Oh if it's a standard among implementations of databases consider this done. It will not be funny for people migrating from the module to the Redis implementation, but I can't be backward compatible with API that never entered Redis official code base after all... Thanks for pushing me into the right direction with your arguments.


thanks! i know that it is going to be harder for those migrating, but as they move into a more location-driven world, they'll ultimately be happier i think.


Damn, you're right about GIS databases. In my apps I always used lattitude first, as was taught in geography lessons, but you've convinced me to move from lattitude endian to longitude endian. Two choices - too many choices...


it gets worse. there are tons and tons of spatial references, and they can all be defined differently.

see: http://spatialreference.org

oregon, for instance, has two official state spatial references (if top of memory is correct).


Spatial References I can understand - when you want to create a map of a single country/region, a custom projection centered specifically around that region can provide a more accurate approximation of equal-distance points, parallel lines etc, something that is not possible with a worldwide projection.

Note that Redis Geo uses the infamous Web Mercator, used also by Microsoft Maps, Google Maps, OpenStreeMap, MapQuest, etc. but apparently rejected by the standards body EPSG with the declaration: "We will not devalue the EPSG dataset by including such inappropriate geodesy and cartography." Ouch. [1]

[1] https://en.wikipedia.org/wiki/Web_Mercator


But now accepted as EPSG 3857.

I always found their argument a little specious given that EPSG 4326 exists.


It is there: EPSG:3857


There is nothing that says "the standard is longitude,latitude". If you want to be picky, most implementations say "easting,northing" and in a geographic coordinate system (e.g. EPSG:4326) that means longitude,latitude. There are so many "standard" coordinate systems out there (see https://github.com/mbostock/d3/wiki/Geo-Projections and http://spatialreference.org/) and many times the units are different (e.g meters, feet, etc using a cartesian coordinate system).

To be fair, if you look at most geo APIs (e.g. GMaps) and you just blindly copy values around without paying attention, you are more likely to be right if you were copying [y,x]. Mind you I say most and not all, since there are very popular geo libraries (e.g. Leaflet) that use [x,y] instead.

I would just pick something, make sure it is well documented and clear and just go with that.


Dynamic Redis (which is a Redis Fork that lets you add modules to it) is a great find! Especially with the Geo module added.

I needed a limit parameter for the Georadius method because i wanted a result set sorted by distance in a large radius, but not have thousands of results send from the redis server to my webservers. Anyone interested in such a parameter can use my little fork for the Geo module:

https://github.com/wouter33/krmt


Good idea, I'll add LIMIT. Makes sense to say I want N nearest elements with max distance of Y.

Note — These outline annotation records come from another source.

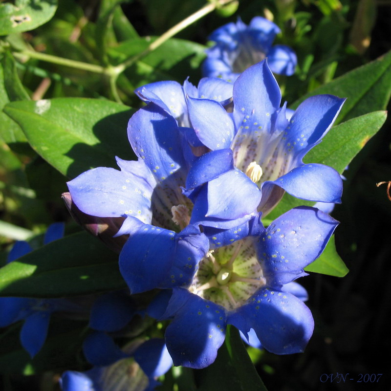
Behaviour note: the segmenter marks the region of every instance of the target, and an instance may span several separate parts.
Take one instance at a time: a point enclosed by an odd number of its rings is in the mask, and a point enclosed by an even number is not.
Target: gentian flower
[[[206,227],[214,251],[190,283],[172,293],[163,291],[149,309],[151,316],[172,320],[165,340],[174,365],[199,369],[213,363],[227,324],[249,342],[255,333],[273,353],[304,350],[313,319],[303,301],[287,291],[300,297],[303,291],[288,285],[306,275],[303,268],[321,254],[337,222],[309,207],[291,210],[266,229],[259,218],[230,230]],[[131,290],[139,288],[135,276],[127,281]]]
[[[43,244],[62,238],[64,230],[63,223],[50,225],[45,234]],[[27,242],[17,241],[8,254],[7,263],[32,251]],[[32,357],[39,351],[46,340],[51,314],[57,311],[74,309],[74,304],[62,299],[0,297],[0,327],[5,327],[23,320],[21,342]]]
[[[204,76],[234,82],[242,72],[265,57],[272,72],[293,75],[297,64],[295,52],[285,45],[272,46],[280,32],[277,25],[259,16],[248,25],[239,19],[219,27],[209,37],[216,43],[206,50]]]
[[[342,181],[338,173],[323,165],[304,164],[303,158],[330,129],[344,99],[317,95],[306,99],[294,112],[286,109],[286,104],[281,108],[281,91],[266,61],[250,67],[237,80],[231,104],[227,103],[229,90],[225,85],[218,87],[224,93],[208,98],[204,86],[217,85],[216,79],[203,81],[196,93],[188,82],[183,87],[176,82],[159,82],[136,91],[177,121],[180,118],[180,126],[191,126],[180,128],[193,152],[188,155],[190,169],[185,194],[191,198],[193,189],[199,190],[207,182],[198,203],[203,204],[205,215],[207,205],[207,214],[218,219],[204,219],[194,213],[192,222],[198,219],[205,225],[226,228],[227,220],[233,222],[246,215],[248,219],[255,209],[264,217],[285,191],[315,202],[341,202]],[[223,101],[216,99],[217,96]],[[227,112],[227,108],[233,112]],[[219,206],[212,204],[216,198]],[[231,227],[236,223],[239,222]]]
[[[171,368],[172,360],[163,340],[153,338],[135,347],[130,344],[124,349],[124,357],[109,365],[85,372],[66,371],[60,380],[62,390],[152,391],[160,384],[156,378]]]

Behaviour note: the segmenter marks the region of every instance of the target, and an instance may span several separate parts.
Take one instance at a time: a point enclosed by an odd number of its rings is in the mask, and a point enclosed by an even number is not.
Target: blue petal
[[[318,95],[301,103],[286,130],[288,150],[297,152],[312,148],[331,127],[345,101],[332,95]]]
[[[335,204],[334,202],[322,202],[318,201],[314,205],[314,208],[316,208],[320,211],[328,213],[329,215],[334,210]]]
[[[24,241],[24,240],[16,241],[8,253],[7,263],[9,263],[13,261],[20,258],[21,257],[23,257],[23,255],[25,255],[32,251],[32,248],[26,241]]]
[[[273,73],[290,76],[295,73],[297,58],[289,46],[275,45],[267,53],[267,62]]]
[[[267,287],[231,313],[228,323],[243,333],[253,328],[262,346],[276,354],[304,351],[314,329],[311,311],[301,300]]]
[[[146,224],[124,246],[120,270],[132,294],[187,285],[208,249],[197,227],[188,226],[175,235]]]
[[[232,151],[229,148],[212,151],[196,160],[186,178],[186,189],[203,184],[234,169]]]
[[[134,152],[144,160],[158,182],[173,175],[174,180],[179,179],[178,175],[180,177],[180,169],[185,162],[181,133],[173,117],[150,103],[129,120],[128,136]]]
[[[229,229],[244,224],[257,214],[256,211],[249,215],[234,219],[219,218],[218,217],[206,217],[208,211],[208,186],[209,184],[198,188],[196,196],[192,199],[195,202],[192,212],[190,223],[199,224],[206,227],[212,227],[218,229]],[[197,189],[196,189],[196,190]]]
[[[340,203],[343,183],[337,171],[328,166],[304,164],[273,182],[265,182],[262,190],[274,183],[298,198]]]
[[[271,286],[305,275],[303,268],[322,253],[338,222],[314,208],[295,208],[282,215],[261,235],[258,259]]]
[[[164,375],[173,365],[173,359],[163,339],[152,338],[146,341],[137,348],[133,356],[150,378]]]
[[[88,334],[82,347],[86,358],[93,365],[106,366],[128,357],[111,337],[102,331],[94,331]]]
[[[60,386],[62,391],[98,391],[88,376],[75,370],[64,372],[60,379]]]
[[[188,100],[189,116],[198,138],[212,151],[229,148],[235,133],[231,115],[217,102]]]
[[[50,314],[49,312],[37,311],[24,321],[21,330],[21,342],[31,357],[41,350],[46,340]]]
[[[281,101],[280,87],[265,60],[246,69],[234,85],[234,113],[238,113],[238,118],[249,116],[248,122],[256,122],[257,128],[270,131],[271,120]],[[243,129],[246,125],[243,124]]]
[[[282,290],[294,295],[302,302],[306,302],[308,300],[308,293],[306,289],[295,281],[282,285]]]
[[[183,90],[177,82],[156,82],[139,87],[134,92],[143,101],[153,102],[175,118],[187,111]]]
[[[95,300],[91,308],[89,326],[100,331],[116,331],[123,328],[135,313],[130,297],[122,292],[110,292]]]
[[[67,182],[72,200],[82,212],[93,216],[131,216],[150,222],[154,180],[142,161],[117,162],[121,171],[98,167]]]
[[[119,268],[132,294],[158,287],[167,278],[176,246],[175,233],[145,224],[128,239]]]
[[[165,338],[174,365],[200,369],[212,364],[225,337],[224,308],[176,288],[166,315],[174,317]]]
[[[239,170],[225,173],[208,182],[207,217],[235,219],[257,211],[261,190]]]
[[[204,77],[198,83],[199,98],[225,102],[232,98],[234,85],[217,77]]]
[[[199,227],[188,225],[175,235],[176,247],[168,278],[159,287],[188,286],[201,260],[209,249],[208,238]]]
[[[240,330],[239,332],[240,334],[241,339],[246,343],[252,346],[253,348],[256,348],[257,349],[262,348],[262,344],[261,341],[257,336],[257,334],[253,328],[250,328],[250,331],[247,333],[247,336],[245,335]]]
[[[25,317],[36,301],[24,297],[0,297],[0,327],[6,327]]]
[[[43,244],[47,244],[53,240],[61,239],[64,236],[64,223],[53,223],[47,228],[43,238]]]

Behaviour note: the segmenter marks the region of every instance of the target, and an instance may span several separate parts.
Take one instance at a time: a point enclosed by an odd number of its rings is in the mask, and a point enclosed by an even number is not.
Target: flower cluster
[[[212,33],[209,40],[215,45],[206,51],[202,70],[206,76],[234,82],[252,65],[268,58],[272,71],[291,76],[297,63],[295,52],[285,45],[272,45],[281,32],[272,22],[255,17],[247,25],[240,18]]]
[[[302,351],[313,320],[291,282],[321,254],[337,222],[318,209],[292,209],[265,228],[261,218],[284,192],[340,202],[333,169],[303,158],[331,127],[344,100],[319,95],[290,120],[266,60],[232,87],[161,82],[139,89],[147,105],[129,121],[138,157],[117,158],[68,182],[84,213],[122,217],[119,257],[131,294],[162,290],[149,312],[171,320],[175,365],[214,361],[227,324],[277,354]]]

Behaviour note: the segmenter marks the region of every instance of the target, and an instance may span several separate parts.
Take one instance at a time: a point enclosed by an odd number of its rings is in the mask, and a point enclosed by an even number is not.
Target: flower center
[[[265,283],[252,238],[210,252],[200,262],[190,292],[228,310],[242,305]]]

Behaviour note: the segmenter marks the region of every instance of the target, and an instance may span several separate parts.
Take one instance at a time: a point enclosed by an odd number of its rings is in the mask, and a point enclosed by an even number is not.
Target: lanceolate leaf
[[[385,109],[391,95],[391,51],[311,91],[295,102],[292,108],[297,108],[309,96],[319,94],[347,98],[336,123]]]
[[[118,255],[83,231],[0,269],[0,296],[59,297],[126,288]]]
[[[267,391],[233,326],[227,327],[225,342],[215,362],[198,372],[199,391]]]
[[[326,248],[318,259],[308,265],[304,270],[336,277],[343,277],[349,269],[338,255],[335,249],[334,235],[328,241]]]
[[[133,113],[128,106],[60,98],[14,102],[4,111],[22,128],[32,148],[70,178],[93,167],[116,167],[115,156],[135,157],[127,136]]]
[[[333,127],[322,142],[307,153],[304,163],[326,164],[342,174],[368,140],[381,128],[386,117],[386,111],[375,111]],[[275,218],[295,206],[312,206],[314,204],[285,193],[278,205],[267,215],[267,218]]]
[[[32,30],[50,20],[57,8],[57,0],[15,0],[2,3],[0,35]]]

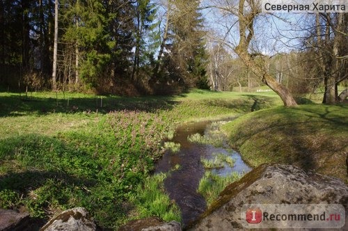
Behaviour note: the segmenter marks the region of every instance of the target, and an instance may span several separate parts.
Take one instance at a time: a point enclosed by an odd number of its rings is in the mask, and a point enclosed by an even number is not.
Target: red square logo
[[[250,224],[258,224],[262,221],[262,212],[260,209],[246,210],[246,222]]]

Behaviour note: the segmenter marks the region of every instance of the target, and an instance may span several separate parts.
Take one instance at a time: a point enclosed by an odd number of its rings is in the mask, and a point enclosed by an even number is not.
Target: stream
[[[207,137],[210,136],[214,139],[215,134],[211,132],[214,129],[213,124],[212,122],[198,122],[179,126],[173,139],[170,141],[180,144],[179,152],[173,153],[171,150],[167,150],[156,166],[155,173],[171,170],[164,181],[164,186],[171,200],[175,200],[180,207],[184,227],[196,220],[207,208],[205,198],[197,193],[200,180],[205,171],[200,161],[201,157],[212,159],[214,153],[223,153],[232,157],[235,161],[233,167],[226,164],[223,168],[211,169],[213,173],[221,176],[233,171],[246,173],[251,170],[243,161],[239,153],[228,148],[226,138],[222,138],[222,143],[219,145],[223,148],[216,148],[211,144],[191,143],[187,140],[189,136],[197,133]],[[218,138],[221,139],[221,137]]]

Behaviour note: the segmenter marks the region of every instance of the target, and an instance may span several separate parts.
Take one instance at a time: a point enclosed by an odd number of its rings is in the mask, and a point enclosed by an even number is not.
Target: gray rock
[[[65,210],[49,221],[40,231],[92,231],[97,226],[85,208]]]
[[[244,230],[241,212],[246,204],[340,204],[347,221],[348,187],[338,179],[292,166],[262,165],[227,186],[188,230]],[[347,223],[342,230],[347,230]]]
[[[13,210],[0,209],[0,230],[24,230],[28,225],[29,214]]]
[[[181,224],[177,221],[171,221],[158,226],[152,226],[142,229],[141,231],[181,231]]]
[[[161,218],[154,216],[144,219],[131,221],[118,231],[181,231],[181,224],[177,221],[166,223]]]

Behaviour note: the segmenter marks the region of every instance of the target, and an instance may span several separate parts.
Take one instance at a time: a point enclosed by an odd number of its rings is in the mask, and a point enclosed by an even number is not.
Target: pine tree
[[[186,87],[203,87],[206,81],[203,19],[199,1],[173,1],[170,15],[171,74]],[[205,86],[206,87],[206,86]]]

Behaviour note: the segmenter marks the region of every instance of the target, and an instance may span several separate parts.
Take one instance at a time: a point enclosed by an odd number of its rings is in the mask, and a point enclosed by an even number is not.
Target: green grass
[[[347,182],[348,106],[306,104],[261,110],[223,126],[251,166],[297,165]]]
[[[198,90],[175,97],[102,98],[102,106],[101,97],[93,95],[0,93],[1,207],[47,219],[82,206],[98,225],[113,229],[159,211],[172,214],[166,219],[177,216],[173,207],[158,204],[144,214],[139,205],[150,206],[145,200],[151,196],[141,196],[139,189],[150,184],[145,179],[175,125],[279,104],[275,95]],[[164,196],[161,182],[153,184]]]
[[[170,150],[173,153],[175,153],[180,150],[180,144],[174,142],[166,142],[164,143],[164,148]]]
[[[204,168],[223,168],[223,161],[215,157],[214,159],[205,159],[200,157],[200,162],[203,164]]]
[[[221,168],[225,167],[225,164],[230,167],[235,166],[235,160],[230,156],[223,153],[213,153],[212,155],[214,156],[213,159],[200,157],[200,161],[205,168]]]
[[[143,186],[138,186],[133,201],[139,218],[157,216],[167,222],[181,221],[180,208],[165,193],[163,181],[166,177],[164,173],[156,174],[145,179]]]
[[[237,172],[232,172],[223,177],[214,174],[211,171],[207,171],[199,182],[197,191],[205,198],[209,207],[228,185],[241,177],[242,175]]]

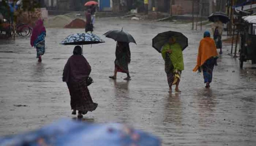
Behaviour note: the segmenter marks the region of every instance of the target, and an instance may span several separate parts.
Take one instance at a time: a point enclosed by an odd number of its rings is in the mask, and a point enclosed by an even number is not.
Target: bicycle
[[[13,28],[13,26],[12,25],[11,28],[12,36],[15,33],[18,35],[23,37],[29,37],[32,33],[32,28],[26,24],[20,23],[17,24],[16,27],[16,32],[14,32]]]

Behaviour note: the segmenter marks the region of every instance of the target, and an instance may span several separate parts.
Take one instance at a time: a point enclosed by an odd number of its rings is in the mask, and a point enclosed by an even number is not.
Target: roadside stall
[[[241,30],[240,67],[244,62],[251,60],[256,64],[256,15],[242,17],[243,27]]]

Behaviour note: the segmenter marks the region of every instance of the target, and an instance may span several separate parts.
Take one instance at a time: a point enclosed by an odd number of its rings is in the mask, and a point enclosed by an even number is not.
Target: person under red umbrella
[[[90,9],[89,9],[85,14],[86,18],[86,23],[85,26],[85,32],[93,31],[93,25],[91,20],[91,12]]]

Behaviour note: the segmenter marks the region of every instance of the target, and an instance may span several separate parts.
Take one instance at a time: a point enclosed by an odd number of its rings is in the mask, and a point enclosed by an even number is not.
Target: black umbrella
[[[218,18],[223,23],[226,23],[230,20],[229,18],[225,13],[221,12],[213,13],[208,17],[209,21],[213,22],[214,22],[214,18]]]
[[[123,31],[123,28],[121,31],[110,30],[103,35],[105,35],[106,37],[112,39],[115,41],[136,43],[132,36],[129,33]]]
[[[187,38],[182,33],[173,31],[166,31],[158,33],[152,40],[153,46],[159,53],[161,53],[162,47],[168,42],[169,39],[174,36],[176,39],[176,42],[181,46],[182,50],[188,45]]]

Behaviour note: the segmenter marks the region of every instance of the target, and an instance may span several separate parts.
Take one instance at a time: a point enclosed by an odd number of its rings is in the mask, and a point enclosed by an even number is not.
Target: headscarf
[[[40,19],[35,22],[35,26],[33,28],[32,35],[30,37],[30,45],[31,46],[34,46],[34,42],[37,40],[37,37],[43,32],[46,32],[45,28],[44,26],[43,20]]]
[[[210,32],[208,31],[206,31],[203,33],[203,38],[204,38],[206,37],[211,37],[211,34]]]
[[[80,46],[76,46],[75,47],[73,50],[73,55],[82,55],[82,48]]]
[[[90,24],[91,23],[91,10],[89,9],[87,10],[86,17],[86,24]]]
[[[210,33],[204,32],[206,36]],[[209,33],[209,34],[208,34]],[[204,36],[205,35],[204,34]],[[200,69],[204,62],[209,59],[218,56],[216,45],[213,39],[210,37],[205,37],[200,41],[197,54],[197,61],[196,67],[193,71],[196,72]]]

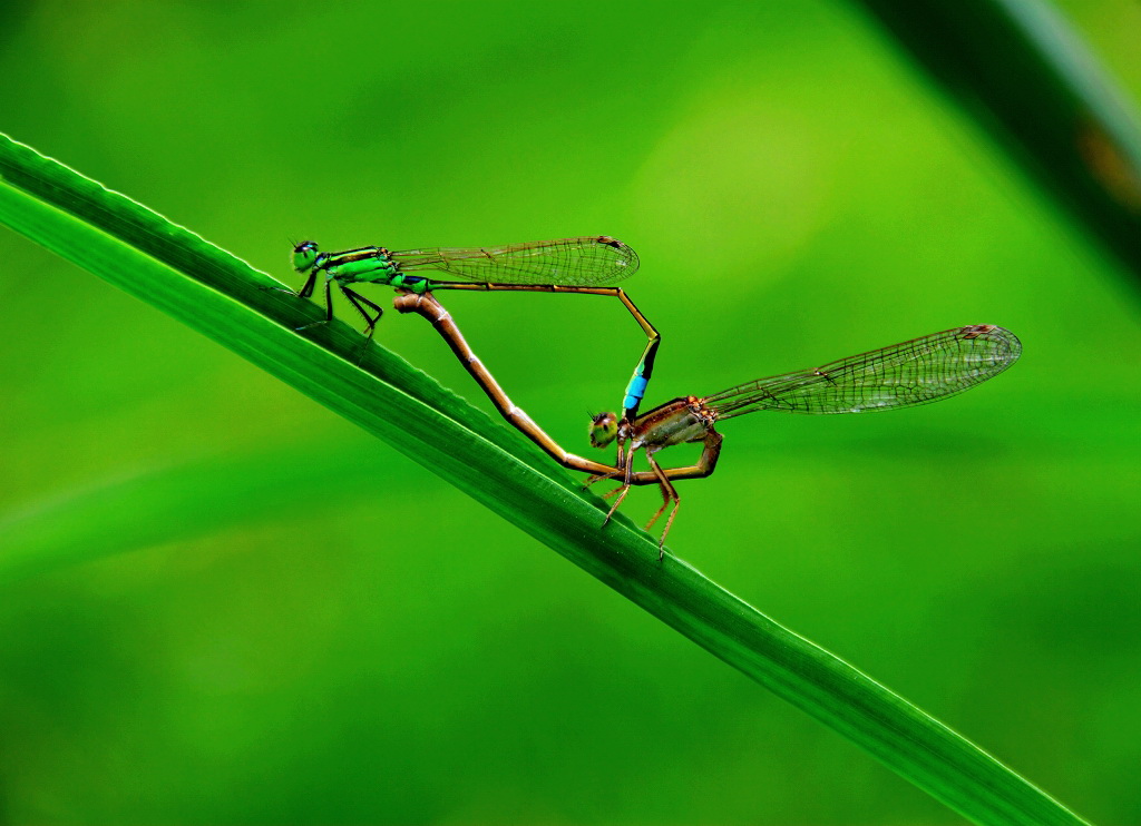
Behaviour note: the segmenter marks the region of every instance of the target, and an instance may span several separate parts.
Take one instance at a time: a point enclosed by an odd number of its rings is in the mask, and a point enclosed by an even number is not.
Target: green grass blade
[[[858,0],[1141,287],[1141,122],[1041,0]]]
[[[337,479],[335,499],[313,501],[314,480],[319,479]],[[311,513],[323,504],[375,502],[374,479],[357,456],[313,449],[121,474],[0,514],[0,586],[68,564],[269,522],[302,508]]]
[[[602,529],[600,500],[395,355],[375,347],[361,369],[354,363],[359,336],[346,326],[294,333],[315,308],[258,291],[273,284],[267,276],[15,142],[0,140],[0,175],[7,181],[0,183],[0,222],[413,457],[963,816],[980,824],[1083,823],[939,721],[685,562],[659,563],[656,543],[628,521]]]

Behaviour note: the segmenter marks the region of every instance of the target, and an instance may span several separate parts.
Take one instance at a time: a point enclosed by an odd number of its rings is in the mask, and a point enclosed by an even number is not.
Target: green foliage
[[[385,370],[388,381],[381,379],[355,367],[343,353],[294,335],[282,324],[289,313],[266,301],[270,293],[238,287],[241,261],[27,147],[2,136],[0,140],[0,167],[8,170],[6,179],[47,194],[56,205],[68,208],[64,212],[6,186],[0,189],[3,223],[153,303],[385,439],[972,820],[1082,823],[978,747],[694,569],[672,561],[669,565],[655,563],[653,540],[631,531],[629,523],[602,530],[601,509],[591,507],[582,494],[572,496],[566,483],[559,484],[555,477],[565,474],[556,467],[531,467],[437,409],[436,398],[462,406],[442,387],[429,389],[428,398],[420,401],[403,392],[391,378],[394,370]],[[92,216],[92,222],[76,220],[76,215]],[[184,244],[197,247],[199,255]],[[268,286],[268,278],[250,281]],[[398,361],[383,351],[377,358]],[[475,410],[466,412],[468,419],[479,416]],[[102,513],[106,508],[96,508],[96,516]],[[165,517],[164,510],[154,508],[149,515]],[[24,532],[47,532],[56,523],[54,516],[39,515]],[[86,524],[86,520],[80,523]],[[14,531],[9,528],[6,534],[10,539]],[[79,526],[72,529],[70,539],[87,540],[89,553],[106,550],[90,542]],[[34,562],[18,543],[15,550],[11,546],[7,550],[9,557],[16,557],[9,558],[9,567],[18,570]]]
[[[1135,5],[1067,11],[1141,90]],[[1135,314],[1114,263],[850,5],[0,16],[5,131],[258,268],[8,156],[29,232],[65,227],[73,260],[186,324],[0,234],[7,819],[957,821],[405,455],[622,567],[613,584],[671,624],[715,613],[689,625],[703,644],[964,810],[1006,795],[1068,817],[745,602],[1076,810],[1141,817]],[[664,334],[649,403],[956,324],[1006,326],[1026,353],[926,410],[729,423],[671,543],[738,602],[658,566],[630,523],[599,531],[596,499],[436,381],[382,347],[358,370],[354,330],[296,334],[319,310],[257,288],[292,277],[290,236],[596,231],[641,256],[629,286]],[[624,313],[447,303],[585,451],[584,412],[614,407],[644,343]],[[367,398],[346,412],[397,450],[186,325],[327,404]],[[386,313],[377,338],[486,408],[422,321]],[[656,507],[642,490],[624,510]],[[954,779],[969,766],[997,785]]]

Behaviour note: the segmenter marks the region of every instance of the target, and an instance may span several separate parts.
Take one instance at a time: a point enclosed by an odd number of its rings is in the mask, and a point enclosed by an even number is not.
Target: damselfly
[[[432,247],[390,252],[385,247],[361,247],[322,253],[311,240],[293,248],[293,268],[308,276],[297,292],[313,295],[317,279],[325,277],[325,318],[306,329],[333,319],[332,286],[338,288],[365,320],[369,340],[383,310],[350,284],[385,284],[423,295],[436,289],[577,293],[616,297],[630,311],[649,340],[622,400],[624,419],[633,419],[654,371],[661,336],[649,320],[618,287],[609,285],[638,270],[638,254],[617,238],[606,235],[558,238],[492,247]],[[459,280],[436,280],[424,271],[446,273]],[[371,311],[371,312],[370,312]],[[367,342],[366,342],[367,344]]]
[[[1002,327],[989,324],[956,327],[820,367],[759,378],[713,395],[674,399],[632,422],[618,419],[613,412],[600,414],[591,422],[590,441],[605,448],[617,440],[616,464],[623,473],[622,486],[610,492],[617,493],[617,499],[607,518],[630,491],[633,457],[642,450],[658,477],[663,498],[662,507],[646,525],[647,531],[673,502],[658,541],[664,553],[665,537],[681,500],[654,458],[659,450],[682,442],[704,442],[697,464],[672,469],[682,477],[709,476],[721,451],[721,434],[714,425],[722,419],[758,410],[847,414],[928,404],[997,376],[1021,352],[1018,337]],[[609,475],[602,473],[591,481]]]
[[[597,448],[617,441],[616,466],[610,467],[568,453],[517,407],[468,346],[451,314],[434,297],[400,295],[396,298],[396,308],[400,312],[418,312],[431,321],[503,417],[556,461],[594,474],[588,484],[615,476],[622,479],[622,484],[606,494],[617,494],[617,499],[605,521],[617,510],[631,485],[657,484],[662,491],[662,507],[646,530],[654,526],[671,502],[673,505],[658,540],[659,554],[664,554],[665,537],[681,502],[672,482],[710,476],[717,468],[722,442],[714,427],[717,422],[758,410],[843,414],[926,404],[997,376],[1022,352],[1018,337],[1002,327],[956,327],[820,367],[760,378],[713,395],[674,399],[632,420],[620,419],[613,412],[599,414],[591,419],[590,441]],[[658,465],[655,453],[682,442],[704,444],[694,465],[672,468]],[[639,450],[646,453],[649,472],[633,471],[634,455]]]

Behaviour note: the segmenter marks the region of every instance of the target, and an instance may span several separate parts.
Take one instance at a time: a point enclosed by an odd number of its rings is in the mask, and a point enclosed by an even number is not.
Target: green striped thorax
[[[307,240],[293,247],[293,269],[308,273],[322,270],[338,284],[387,284],[413,293],[426,292],[430,284],[422,276],[405,276],[385,247],[363,247],[343,253],[322,253],[317,243]]]

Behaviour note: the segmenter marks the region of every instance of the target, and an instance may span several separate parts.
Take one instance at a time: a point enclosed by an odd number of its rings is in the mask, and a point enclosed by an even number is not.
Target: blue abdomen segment
[[[622,400],[622,408],[624,410],[632,410],[637,408],[646,395],[646,385],[649,384],[649,379],[641,375],[641,373],[636,373],[630,379],[630,384],[626,385],[626,398]]]

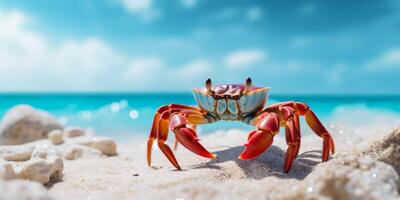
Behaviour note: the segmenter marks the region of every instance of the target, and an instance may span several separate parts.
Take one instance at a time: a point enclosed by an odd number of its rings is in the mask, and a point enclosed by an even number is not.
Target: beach
[[[26,109],[22,107],[29,113]],[[21,113],[21,108],[16,110]],[[6,118],[16,123],[16,115]],[[42,116],[41,120],[48,119]],[[42,124],[47,128],[51,125]],[[174,151],[182,167],[178,171],[156,145],[152,166],[147,166],[146,137],[115,142],[82,128],[61,129],[31,142],[1,145],[0,190],[32,183],[23,186],[28,188],[30,199],[399,198],[400,129],[395,127],[354,133],[357,142],[349,142],[348,135],[332,133],[337,153],[326,163],[321,163],[321,138],[306,135],[288,174],[283,172],[287,148],[283,131],[274,138],[273,146],[248,161],[237,158],[246,131],[229,129],[207,134],[200,142],[218,157],[201,158],[178,146]],[[170,145],[172,139],[170,133]],[[30,181],[18,182],[26,179]],[[1,194],[2,199],[27,199],[21,193]]]

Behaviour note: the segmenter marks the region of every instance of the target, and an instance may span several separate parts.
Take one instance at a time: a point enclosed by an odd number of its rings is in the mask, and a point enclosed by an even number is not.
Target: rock
[[[117,155],[117,144],[111,138],[93,138],[91,147],[107,156]]]
[[[0,158],[0,180],[14,179],[16,176],[12,164]]]
[[[62,129],[49,113],[28,105],[11,108],[0,123],[0,144],[16,145],[46,138],[54,129]]]
[[[85,135],[85,131],[81,128],[68,127],[65,129],[64,134],[66,137],[79,137]]]
[[[379,134],[363,142],[360,152],[391,165],[400,174],[400,128]],[[399,186],[400,191],[400,186]]]
[[[63,168],[63,160],[59,157],[49,159],[33,158],[23,164],[21,176],[25,179],[45,184],[50,181],[50,178],[59,179]]]
[[[0,181],[1,200],[52,200],[49,192],[39,183],[12,180]]]
[[[52,130],[49,133],[49,140],[55,145],[59,145],[64,142],[63,133],[61,130]]]
[[[66,150],[64,154],[64,159],[75,160],[81,157],[93,157],[93,156],[99,157],[101,155],[102,153],[97,149],[93,149],[82,145],[73,145]]]
[[[34,146],[0,146],[0,158],[8,161],[27,161],[31,158]]]

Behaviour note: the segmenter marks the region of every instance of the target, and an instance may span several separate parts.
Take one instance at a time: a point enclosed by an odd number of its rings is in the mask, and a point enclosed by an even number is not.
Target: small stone
[[[67,137],[79,137],[85,135],[85,131],[81,128],[68,127],[65,129],[64,134]]]
[[[27,161],[31,158],[33,149],[29,145],[0,146],[0,158],[7,161]]]
[[[52,200],[47,189],[35,182],[25,180],[0,181],[1,200]]]
[[[0,123],[0,145],[47,138],[47,134],[54,129],[62,129],[62,126],[50,113],[29,105],[18,105],[7,111]]]
[[[49,140],[55,145],[59,145],[64,142],[63,133],[61,130],[53,130],[49,133]]]
[[[23,164],[21,176],[25,179],[48,183],[51,177],[60,176],[64,169],[61,158],[50,159],[34,158]]]
[[[111,138],[94,138],[91,147],[107,156],[117,155],[117,143]]]
[[[66,150],[64,154],[64,159],[75,160],[81,157],[91,157],[91,156],[99,157],[101,155],[102,153],[97,149],[93,149],[82,145],[73,145]]]
[[[15,177],[16,173],[12,164],[0,158],[0,180],[13,179]]]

Great Salvatore! Could you make the max distance parameter optional? Sometimes i just want the nearest items, even though they could be on the other side of the world.


I feel like that is a fairly unusual usecase; plus you could just set the max distance parameter to the diameter of the Earth.


One of our applications has user generated content with a geolocation attached to each of the items. For several selections we want to show the top 10 nearest items. If they are only a few, the radius has to be very large to have some items in the result set.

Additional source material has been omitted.